Background: Patients with end-stage renal disease (ESRD) receive care from several different doctors at multiple locations. They often have other chronic diseases that require complex care and are at a higher risk for emergency room visits and hospitalizations. The patient-centered medical home (PCMH) model has been proposed as a solution to patients with complex needs such as those with ESRD. We will compare a PCMH model with usual care on ESRD patients and their caregivers.
Purpose: The purpose of this project is to compare a PCMH model of care with the usual care of ESRD patients and their caregivers. We propose to enhance the usual care team for ESRD patients by providing a primary care doctor in the context of regularly scheduled dialysis sessions and by adding health promoters to help support patients and their caregivers. Patient and family stakeholders and care team members will assist in the design and refinement of the PCMH model.

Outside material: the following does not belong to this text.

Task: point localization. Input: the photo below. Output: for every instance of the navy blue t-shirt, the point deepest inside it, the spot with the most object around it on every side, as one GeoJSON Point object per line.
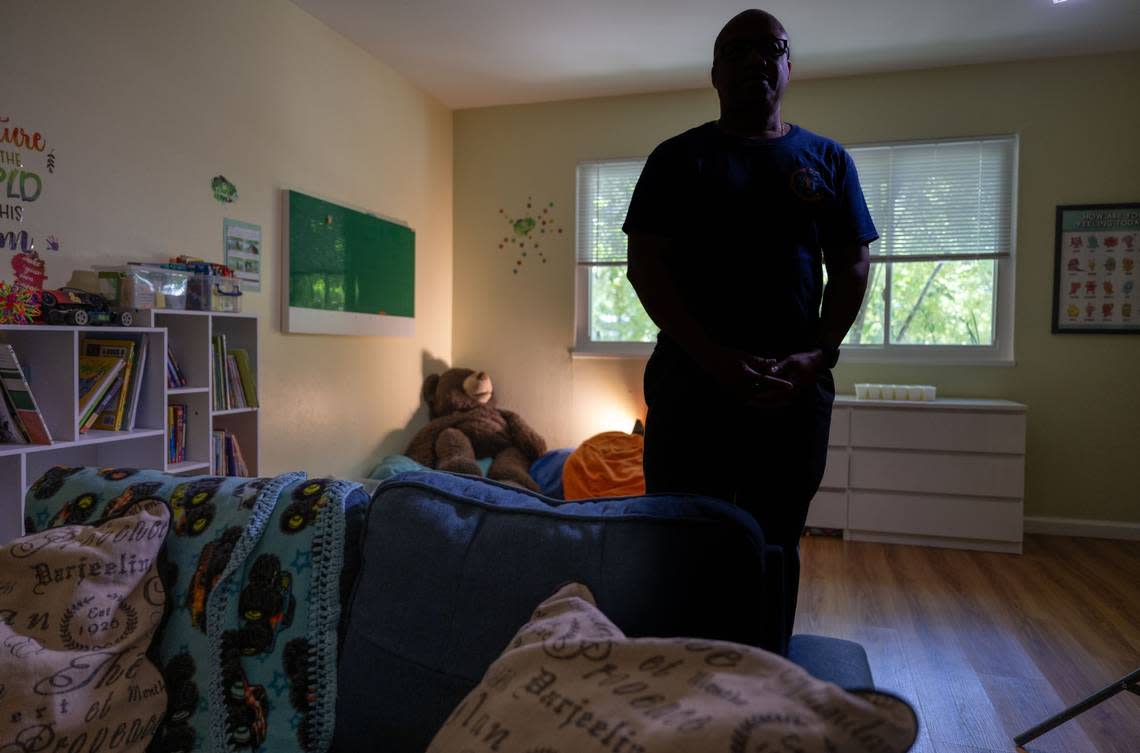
{"type": "Point", "coordinates": [749, 219]}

Method: We plan to implement this model at the University of Illinois Hospital and Health Sciences System (UIHS) dialysis center and a local Fresenius Medical Care dialysis center. Patients receiving dialysis at participating centers will receive an initial comprehensive care visit followed by ongoing care from a multispecialty provider team during the patients’ regularly scheduled dialysis visits. Each patient’s care team will include a kidney doctor, a primary care doctor, an advanced practice nurse, a dialysis nurse, a dietician, a pharmacist, a social worker, and a health promoter. The primary care doctor will be available in the dialysis clinic to provide general and preventive care to the patient before or after dialysis sessions. This doctor would also coordinate care with other specialists/clinicians on the patient’s care team. The trained, bilingual (English/Spanish) health promoter will assist with making and rescheduling appointments, obtaining transportation, and reinforcing education components.

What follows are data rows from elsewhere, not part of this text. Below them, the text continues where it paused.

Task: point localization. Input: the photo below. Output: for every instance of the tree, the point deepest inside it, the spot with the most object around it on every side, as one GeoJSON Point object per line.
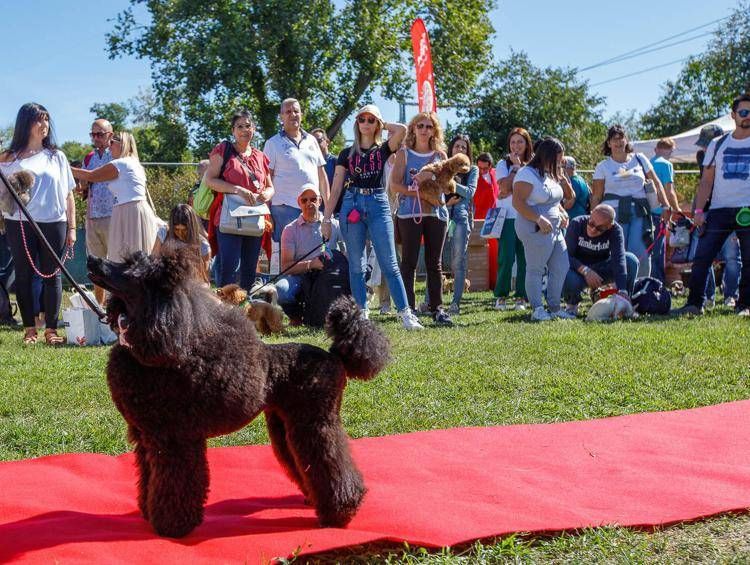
{"type": "Point", "coordinates": [211, 57]}
{"type": "Point", "coordinates": [549, 101]}
{"type": "Point", "coordinates": [74, 150]}
{"type": "Point", "coordinates": [115, 113]}
{"type": "Point", "coordinates": [707, 83]}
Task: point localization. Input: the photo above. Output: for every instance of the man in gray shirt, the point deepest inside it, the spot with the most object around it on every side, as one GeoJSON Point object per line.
{"type": "Point", "coordinates": [302, 241]}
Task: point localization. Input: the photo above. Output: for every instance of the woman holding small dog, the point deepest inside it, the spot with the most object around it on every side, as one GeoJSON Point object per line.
{"type": "Point", "coordinates": [365, 210]}
{"type": "Point", "coordinates": [51, 206]}
{"type": "Point", "coordinates": [417, 219]}
{"type": "Point", "coordinates": [538, 192]}
{"type": "Point", "coordinates": [244, 174]}
{"type": "Point", "coordinates": [134, 224]}
{"type": "Point", "coordinates": [461, 215]}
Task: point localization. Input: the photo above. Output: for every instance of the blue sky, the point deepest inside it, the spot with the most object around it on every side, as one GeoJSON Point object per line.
{"type": "Point", "coordinates": [65, 66]}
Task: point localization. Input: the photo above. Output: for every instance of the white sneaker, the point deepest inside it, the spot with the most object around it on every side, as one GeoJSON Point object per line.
{"type": "Point", "coordinates": [563, 315]}
{"type": "Point", "coordinates": [540, 315]}
{"type": "Point", "coordinates": [409, 320]}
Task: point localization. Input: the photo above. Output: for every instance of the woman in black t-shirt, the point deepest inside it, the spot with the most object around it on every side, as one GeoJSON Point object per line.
{"type": "Point", "coordinates": [365, 211]}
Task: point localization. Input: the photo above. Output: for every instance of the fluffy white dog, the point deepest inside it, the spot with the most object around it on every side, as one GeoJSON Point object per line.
{"type": "Point", "coordinates": [613, 307]}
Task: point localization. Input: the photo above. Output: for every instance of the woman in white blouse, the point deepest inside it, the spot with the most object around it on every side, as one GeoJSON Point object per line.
{"type": "Point", "coordinates": [134, 225]}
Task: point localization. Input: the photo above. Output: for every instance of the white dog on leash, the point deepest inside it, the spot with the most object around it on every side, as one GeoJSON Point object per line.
{"type": "Point", "coordinates": [613, 307]}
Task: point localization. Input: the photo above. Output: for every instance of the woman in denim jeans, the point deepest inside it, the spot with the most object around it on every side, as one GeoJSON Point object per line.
{"type": "Point", "coordinates": [365, 212]}
{"type": "Point", "coordinates": [461, 214]}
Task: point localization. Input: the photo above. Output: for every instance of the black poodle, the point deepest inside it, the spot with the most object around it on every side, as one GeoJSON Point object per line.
{"type": "Point", "coordinates": [188, 367]}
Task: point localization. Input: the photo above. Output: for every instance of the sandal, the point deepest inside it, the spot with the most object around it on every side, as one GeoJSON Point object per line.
{"type": "Point", "coordinates": [29, 336]}
{"type": "Point", "coordinates": [51, 337]}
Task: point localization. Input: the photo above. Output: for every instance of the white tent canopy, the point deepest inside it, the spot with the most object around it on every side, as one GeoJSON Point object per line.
{"type": "Point", "coordinates": [686, 148]}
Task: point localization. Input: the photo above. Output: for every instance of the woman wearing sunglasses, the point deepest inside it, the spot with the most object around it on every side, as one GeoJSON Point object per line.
{"type": "Point", "coordinates": [52, 207]}
{"type": "Point", "coordinates": [419, 221]}
{"type": "Point", "coordinates": [538, 190]}
{"type": "Point", "coordinates": [619, 181]}
{"type": "Point", "coordinates": [134, 224]}
{"type": "Point", "coordinates": [365, 211]}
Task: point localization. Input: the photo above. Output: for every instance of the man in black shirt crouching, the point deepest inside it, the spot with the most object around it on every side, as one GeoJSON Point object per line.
{"type": "Point", "coordinates": [596, 249]}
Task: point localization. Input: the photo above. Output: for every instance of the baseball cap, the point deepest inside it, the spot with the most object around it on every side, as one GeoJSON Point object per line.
{"type": "Point", "coordinates": [708, 132]}
{"type": "Point", "coordinates": [370, 109]}
{"type": "Point", "coordinates": [569, 162]}
{"type": "Point", "coordinates": [308, 186]}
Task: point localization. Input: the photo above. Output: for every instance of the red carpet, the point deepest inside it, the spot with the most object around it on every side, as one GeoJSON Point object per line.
{"type": "Point", "coordinates": [429, 488]}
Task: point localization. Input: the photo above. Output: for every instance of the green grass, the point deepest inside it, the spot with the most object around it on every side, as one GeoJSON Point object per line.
{"type": "Point", "coordinates": [494, 368]}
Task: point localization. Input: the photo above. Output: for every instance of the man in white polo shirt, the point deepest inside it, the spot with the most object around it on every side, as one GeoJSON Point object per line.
{"type": "Point", "coordinates": [295, 159]}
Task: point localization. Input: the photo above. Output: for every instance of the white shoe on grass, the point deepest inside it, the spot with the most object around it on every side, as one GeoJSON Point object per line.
{"type": "Point", "coordinates": [540, 315]}
{"type": "Point", "coordinates": [409, 321]}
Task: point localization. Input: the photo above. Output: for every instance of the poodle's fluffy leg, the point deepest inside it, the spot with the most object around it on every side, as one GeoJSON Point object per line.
{"type": "Point", "coordinates": [141, 461]}
{"type": "Point", "coordinates": [177, 487]}
{"type": "Point", "coordinates": [321, 448]}
{"type": "Point", "coordinates": [277, 433]}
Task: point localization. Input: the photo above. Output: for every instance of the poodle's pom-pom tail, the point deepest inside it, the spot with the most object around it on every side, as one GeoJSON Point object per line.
{"type": "Point", "coordinates": [362, 348]}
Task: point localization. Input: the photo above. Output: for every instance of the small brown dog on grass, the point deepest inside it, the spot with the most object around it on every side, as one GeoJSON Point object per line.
{"type": "Point", "coordinates": [267, 316]}
{"type": "Point", "coordinates": [444, 171]}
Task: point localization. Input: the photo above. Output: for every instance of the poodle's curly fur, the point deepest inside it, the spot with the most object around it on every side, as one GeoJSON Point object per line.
{"type": "Point", "coordinates": [444, 171]}
{"type": "Point", "coordinates": [189, 367]}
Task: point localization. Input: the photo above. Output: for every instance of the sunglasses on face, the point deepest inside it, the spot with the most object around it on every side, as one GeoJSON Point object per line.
{"type": "Point", "coordinates": [597, 229]}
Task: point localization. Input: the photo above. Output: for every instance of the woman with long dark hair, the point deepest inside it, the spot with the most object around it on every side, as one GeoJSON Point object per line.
{"type": "Point", "coordinates": [51, 206]}
{"type": "Point", "coordinates": [538, 191]}
{"type": "Point", "coordinates": [619, 181]}
{"type": "Point", "coordinates": [246, 177]}
{"type": "Point", "coordinates": [510, 248]}
{"type": "Point", "coordinates": [461, 214]}
{"type": "Point", "coordinates": [365, 210]}
{"type": "Point", "coordinates": [418, 221]}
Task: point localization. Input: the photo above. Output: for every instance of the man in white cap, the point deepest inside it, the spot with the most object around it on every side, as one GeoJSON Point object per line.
{"type": "Point", "coordinates": [295, 159]}
{"type": "Point", "coordinates": [298, 238]}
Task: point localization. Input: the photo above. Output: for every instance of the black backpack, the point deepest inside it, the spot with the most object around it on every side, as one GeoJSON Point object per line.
{"type": "Point", "coordinates": [650, 296]}
{"type": "Point", "coordinates": [320, 289]}
{"type": "Point", "coordinates": [6, 311]}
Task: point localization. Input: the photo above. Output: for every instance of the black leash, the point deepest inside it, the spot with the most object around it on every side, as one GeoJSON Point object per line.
{"type": "Point", "coordinates": [92, 304]}
{"type": "Point", "coordinates": [282, 273]}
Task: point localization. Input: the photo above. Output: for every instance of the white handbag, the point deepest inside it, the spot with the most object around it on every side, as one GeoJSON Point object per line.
{"type": "Point", "coordinates": [238, 218]}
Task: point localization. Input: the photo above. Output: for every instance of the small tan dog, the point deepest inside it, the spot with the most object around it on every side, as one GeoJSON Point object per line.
{"type": "Point", "coordinates": [267, 316]}
{"type": "Point", "coordinates": [444, 171]}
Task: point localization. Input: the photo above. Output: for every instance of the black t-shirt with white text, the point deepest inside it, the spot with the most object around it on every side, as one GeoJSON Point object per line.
{"type": "Point", "coordinates": [365, 170]}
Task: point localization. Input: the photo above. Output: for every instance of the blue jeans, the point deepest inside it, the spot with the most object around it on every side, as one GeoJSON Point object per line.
{"type": "Point", "coordinates": [658, 251]}
{"type": "Point", "coordinates": [238, 251]}
{"type": "Point", "coordinates": [575, 283]}
{"type": "Point", "coordinates": [377, 224]}
{"type": "Point", "coordinates": [282, 215]}
{"type": "Point", "coordinates": [459, 243]}
{"type": "Point", "coordinates": [288, 288]}
{"type": "Point", "coordinates": [720, 223]}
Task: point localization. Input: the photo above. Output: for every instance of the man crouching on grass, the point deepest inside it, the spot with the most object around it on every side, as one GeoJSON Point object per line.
{"type": "Point", "coordinates": [596, 250]}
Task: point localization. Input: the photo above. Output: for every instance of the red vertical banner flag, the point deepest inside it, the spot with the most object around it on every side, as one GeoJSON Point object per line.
{"type": "Point", "coordinates": [420, 43]}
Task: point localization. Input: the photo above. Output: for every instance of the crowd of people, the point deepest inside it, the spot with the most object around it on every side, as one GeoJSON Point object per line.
{"type": "Point", "coordinates": [559, 236]}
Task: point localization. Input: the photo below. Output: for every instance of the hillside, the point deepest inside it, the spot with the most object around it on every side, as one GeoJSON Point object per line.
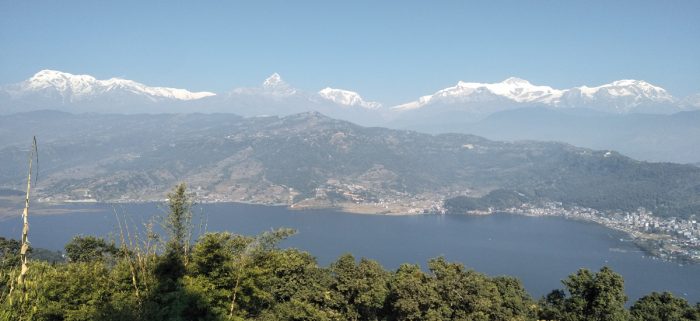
{"type": "Point", "coordinates": [310, 159]}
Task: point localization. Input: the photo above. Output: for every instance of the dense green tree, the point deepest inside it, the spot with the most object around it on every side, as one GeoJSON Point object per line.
{"type": "Point", "coordinates": [592, 297]}
{"type": "Point", "coordinates": [362, 288]}
{"type": "Point", "coordinates": [89, 248]}
{"type": "Point", "coordinates": [413, 295]}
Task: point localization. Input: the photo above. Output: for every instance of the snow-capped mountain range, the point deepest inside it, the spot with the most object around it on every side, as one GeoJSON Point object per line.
{"type": "Point", "coordinates": [622, 96]}
{"type": "Point", "coordinates": [50, 89]}
{"type": "Point", "coordinates": [74, 88]}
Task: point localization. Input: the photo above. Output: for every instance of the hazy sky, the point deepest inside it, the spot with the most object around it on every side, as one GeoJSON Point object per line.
{"type": "Point", "coordinates": [390, 51]}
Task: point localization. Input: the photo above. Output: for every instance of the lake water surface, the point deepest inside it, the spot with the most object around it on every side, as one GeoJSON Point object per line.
{"type": "Point", "coordinates": [539, 250]}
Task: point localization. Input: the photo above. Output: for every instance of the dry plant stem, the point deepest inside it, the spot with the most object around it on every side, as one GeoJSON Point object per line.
{"type": "Point", "coordinates": [25, 219]}
{"type": "Point", "coordinates": [132, 269]}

Outcomes: We expect that this approach will increase patient access to care for other conditions and will increase care coordination and communication among members of the patient’s care team. These improvements could potentially increase the likelihood of preventing complications or identifying problems earlier and allow for a more successful treatment. We expect that this will reduce emergency room visits and hospitalizations for dialysis patients. In addition, we anticipate that the addition of health promoters to the clinical team will help support and educate patients and their caregivers and, as a result, patient quality of life will improve and caregiver burden may be reduced.